Go ahead, start being disappointed in the NDP now

Okey-doke. Let’s think this NDP polling surge through. Tell you what: go ahead and pick some riding where the New Democrat is said to have a chance of knocking off a high-profile incumbent. We’ll take Justin Trudeau’s Papineau, which is thought to be in some danger from Laytonmania as its MP flits about stumping for Liberals elsewhere in the country. Visit the La Presse 2008 election map with me, select “Papineau” on the pulldown menu, and let’s see what the Little Prince’s victory there actually looked like…

In the constituency as a whole, remember, Trudeau got 41% of the vote. But try clicking on the dots that represent single-institution polls, mostly long-term care facilities. Trudeau ran at much, much better than 41% inside those buildings. At the Hôpital Jean-Talon, he got 45 of the 69 valid votes cast. At the Centre d’hébergement de soins de longue durée-Les Havres, he also got 45 of 69. He swept the Résidence St-Michel and the Résidence d’Iberville like a meth-crazed janitor.

Do you figure this pattern emerges because old folks love Justin Trudeau? I mean, I’m sure they do; he has a name they recognize. But vote totals like this also reflect the local knowledge of political professionals and their ability to devote resources to particular vote clusters—in short, “ground game” or “GOTV”. Seniors’ residences just happen to be where the effect of having a partisan machine—a network of operators who can pack buses, speak a second language, arrange targeted messaging, or, let’s face it, get a case of whisky to the right guy—is most visible. At every election, the same thing happens in workplaces, ethnic neighbourhoods, various kinds of drop-in and hang-out centre, condominiums and shopping malls. Votes come in bunches; it’s hard to gather them that way from a distance.
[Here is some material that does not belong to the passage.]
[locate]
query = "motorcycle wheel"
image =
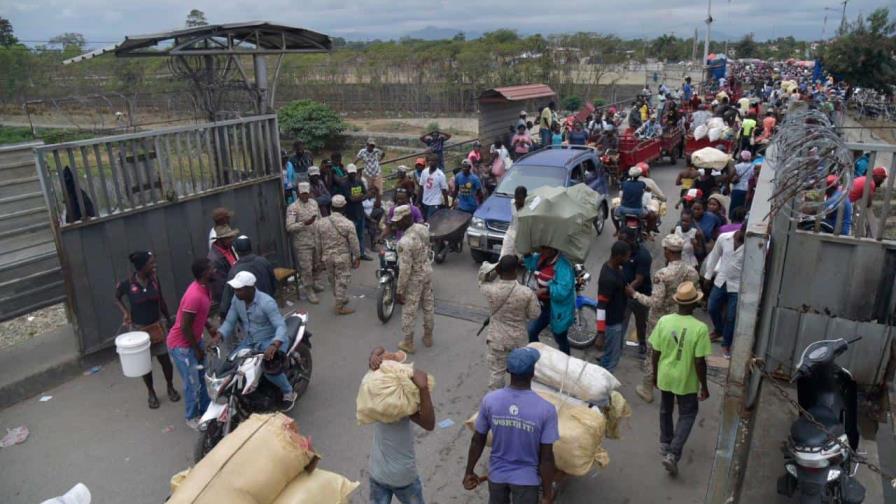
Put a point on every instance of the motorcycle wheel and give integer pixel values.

You’ll see the same telltale, heavily-weighted dots anywhere you look; Laurie Hawn hoovered them up in my Edmonton Centre riding in ’08. It’s awfully easy, you see, to conflate two distinct kinds of micro-scale analysis of the political landscape. The one that has received some attention is the regional scale: the NDP vote surge measured by the polls will be relatively efficient, voter for voter, in a place like B.C.’s Lower Mainland where the party is already strong, and will be relatively inefficient—at electing NDP candidates, that is—in Quebec ridings where the NDP might normally run below 2%. But at the even smaller scale, the building-by-building, neighbourhood-by-neighbourhood scale, the question is whether absentee, casual, or unfamiliar candidates will be able to deliver the level of vote share recorded by pollsters at all. This is Electoral Politics 101, but for a civilian observer outside a war room, looking at the La Presse maps impresses the truth upon one in a way that abstract knowledge doesn’t.

The NDP seems obviously poised to suffer a 2004-Democratic-Party-style letdown in which the bona fides of “youth” and “protest” and “internet” voters are questioned by those who overestimated their power, or pretended to, in the first place. Despite the last six days’ worth of polling, I am not, at this moment, convinced that the NDP is going to beat the Liberals either in seat total or national vote share. Wells’s First Rule still holds. And Lord knows the soul-searching I expect to see after the election qualifies as the “least exciting outcome”.